Let $I$ be the open interval $(0, 1)$. Assume that $p \in C^1(\bar I)$ and $q \in$ $C(\bar I)$ such that $p(x) \geq \alpha>0$ and $q(x) \geq 0$ for all $x \in \bar I$. Let $f \in L^2 (I)$.
In the solution for exercise 8.21.2 in his book Functional Analysis, Brezis considers the equation $$ (*) \quad \begin{cases} -(pU')' + qU &= f \text{ on } I, \\ U(1) &= 0. \end{cases} $$
I tried to use Lax–Milgram theorem but could not obtain the continuity and coercivity of the bilinear form $a$. Could you elaborate on how to prove the existence of above ODE?

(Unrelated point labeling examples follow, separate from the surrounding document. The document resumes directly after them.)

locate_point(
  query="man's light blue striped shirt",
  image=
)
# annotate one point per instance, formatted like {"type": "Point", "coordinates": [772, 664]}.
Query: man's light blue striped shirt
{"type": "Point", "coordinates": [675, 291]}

My attempt If $U$ is a classical solution of $(*)$, then $$ -\int_I (pU')' V + \int_I qUV= \int_I fV, \quad \forall V \in H^1(I). $$
Let $\mathcal K := \{V \in H^1 (I): V(1)=0\}$. Then $V$ is a closed subspace of $H^1 (I)$. By integration by parts, for each $V \in \mathcal K$ we have $$ \begin{align*} \int_I (pU')' V &= (pU' V) (1) - (pU' V) (0) - \int_I pU'V' \\ &= -(pU' V) (0) - \int_I pU'V'. \end{align*} $$
Then $U$ satisfies $$ (pU' V) (0) + \int_I [qUV + pU'V']= \int_I fV, \quad \forall V \in \mathcal K. $$
We define a (non-symmetric) bilinear form $a$ on $\mathcal K$ by $$ a(U, V) := (pU' V) (0) + \int_I [qUV + pU'V']. $$
We fix an arbitrary $\alpha \in \mathbb R$ and consider $$ (1) \quad \begin{cases} -(pU')' + qU &= f \text{ on } I, \\ U(0) &= \alpha, \\ U(1) &= 0. \end{cases} $$
We fix $g \in C^\infty (\bar I)$ such that $g(0) = \alpha$ and $g(1)=0$. Then $(1)$ is equivalent to $$ (2) \quad \begin{cases} -(p(W+g)')' + q(W+g) &= f \text{ on } I, \\ W(0) &= 0, \\ W(1) &= 0, \end{cases} $$
which is in turn equivalent to $$ (3) \quad \begin{cases} -(pW')' + qW &= h:=f+(pg')'-qg \text{ on } I, \\ W(0) &= 0, \\ W(1) &= 0. \end{cases} $$
Given the hypothesis about $p$ and $q$, we can apply Lax-Milgram theorem (as in your thread) to get the existence of the unique solution $\bar W \in H^2 (I)$ to $(3)$. We get back the unique solution $\bar U \in H^2 (I)$ to $(1)$ by setting $\bar U :=\bar W + g$.